There were no details on how to purchase tickets or how to even attend it, with no clear cut set of goals posted until the day of the event itself, when Paniagua gave more insight into what the group hoped to accomplish.

“We’re not trying to be anti-anything, but this is a statement,” Paniagua said later that night, as he and some of likeminded protesters inspired by his postings began gathering at the location he finally revealed earlier in the afternoon. “This is the people’s community. (The gentrifiers) didn’t make this a desirable cultural experience. All they’re doing with their privilege is making money.”

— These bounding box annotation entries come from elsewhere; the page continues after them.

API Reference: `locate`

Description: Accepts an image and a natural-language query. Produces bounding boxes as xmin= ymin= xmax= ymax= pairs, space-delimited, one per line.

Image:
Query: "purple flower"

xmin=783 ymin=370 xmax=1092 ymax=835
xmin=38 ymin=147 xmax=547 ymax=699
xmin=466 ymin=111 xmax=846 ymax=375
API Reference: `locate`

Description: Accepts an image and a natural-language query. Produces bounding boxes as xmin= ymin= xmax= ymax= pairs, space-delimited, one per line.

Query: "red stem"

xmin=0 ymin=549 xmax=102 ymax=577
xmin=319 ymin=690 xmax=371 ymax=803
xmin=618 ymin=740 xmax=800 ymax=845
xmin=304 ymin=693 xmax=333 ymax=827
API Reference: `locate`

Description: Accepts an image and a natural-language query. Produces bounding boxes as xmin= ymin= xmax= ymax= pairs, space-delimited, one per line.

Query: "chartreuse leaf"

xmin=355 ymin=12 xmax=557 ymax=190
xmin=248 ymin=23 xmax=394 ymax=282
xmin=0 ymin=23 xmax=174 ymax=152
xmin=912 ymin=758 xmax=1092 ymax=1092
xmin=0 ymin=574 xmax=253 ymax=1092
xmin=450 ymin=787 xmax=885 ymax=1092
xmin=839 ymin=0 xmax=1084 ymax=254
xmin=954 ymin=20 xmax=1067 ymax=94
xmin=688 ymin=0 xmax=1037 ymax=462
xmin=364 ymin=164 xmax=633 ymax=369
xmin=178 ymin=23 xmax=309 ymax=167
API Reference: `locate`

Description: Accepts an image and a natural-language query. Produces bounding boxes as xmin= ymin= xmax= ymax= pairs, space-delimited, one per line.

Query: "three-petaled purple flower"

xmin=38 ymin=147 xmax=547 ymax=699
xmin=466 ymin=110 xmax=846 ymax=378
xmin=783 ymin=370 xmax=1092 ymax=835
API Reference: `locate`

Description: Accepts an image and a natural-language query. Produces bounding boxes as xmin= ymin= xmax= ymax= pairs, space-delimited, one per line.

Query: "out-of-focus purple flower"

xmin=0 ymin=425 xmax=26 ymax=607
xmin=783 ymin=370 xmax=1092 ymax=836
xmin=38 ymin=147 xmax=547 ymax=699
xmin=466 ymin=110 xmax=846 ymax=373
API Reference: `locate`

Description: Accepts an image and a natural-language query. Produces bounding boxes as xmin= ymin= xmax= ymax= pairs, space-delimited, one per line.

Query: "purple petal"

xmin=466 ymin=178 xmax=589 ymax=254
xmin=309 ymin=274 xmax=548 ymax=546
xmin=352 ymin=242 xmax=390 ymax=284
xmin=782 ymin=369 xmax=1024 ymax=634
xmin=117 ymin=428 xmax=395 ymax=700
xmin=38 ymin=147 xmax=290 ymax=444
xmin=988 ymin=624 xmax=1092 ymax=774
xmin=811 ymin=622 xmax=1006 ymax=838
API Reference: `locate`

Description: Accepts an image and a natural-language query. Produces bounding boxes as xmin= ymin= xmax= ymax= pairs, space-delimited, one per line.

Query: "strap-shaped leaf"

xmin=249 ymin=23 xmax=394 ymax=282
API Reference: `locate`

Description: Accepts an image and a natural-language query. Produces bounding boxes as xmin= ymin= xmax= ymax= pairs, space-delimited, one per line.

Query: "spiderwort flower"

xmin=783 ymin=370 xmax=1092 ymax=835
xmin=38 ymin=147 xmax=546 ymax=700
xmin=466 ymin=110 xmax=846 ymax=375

As much as we hear constant gripes against gentrification, we very rarely we see people take to the streets in a way that affects gentrifiers in the same way they affect the neighborhoods they inhabit. But this group set out to do just that. Its walk began at the behemoth apartment construction project at the end of Main Street, and ended down on Commerce Street near Dot’s Hop House, with stops, 40s in hand, in front of key spaces around Deep Ellum that participants felt were among the biggest perpetrators of change in the neighborhood. Along the way, cars honked their approval, photo-bombers gave their thumbs-up and some additional attendees even joined along in the festivities. Even some restaurant owners and the homeless people most affected by the changes showed their support.

No, thousands may not have participated in the event. But it still succeeded in starting a conversation with its intended audience. And, organizers say, they hope their walk will lead to more actions like it.

“I’m not a social activist, but this stuff really pisses me off,” Paniagua says. “I know I have the power to do this, so I’m going to do this.”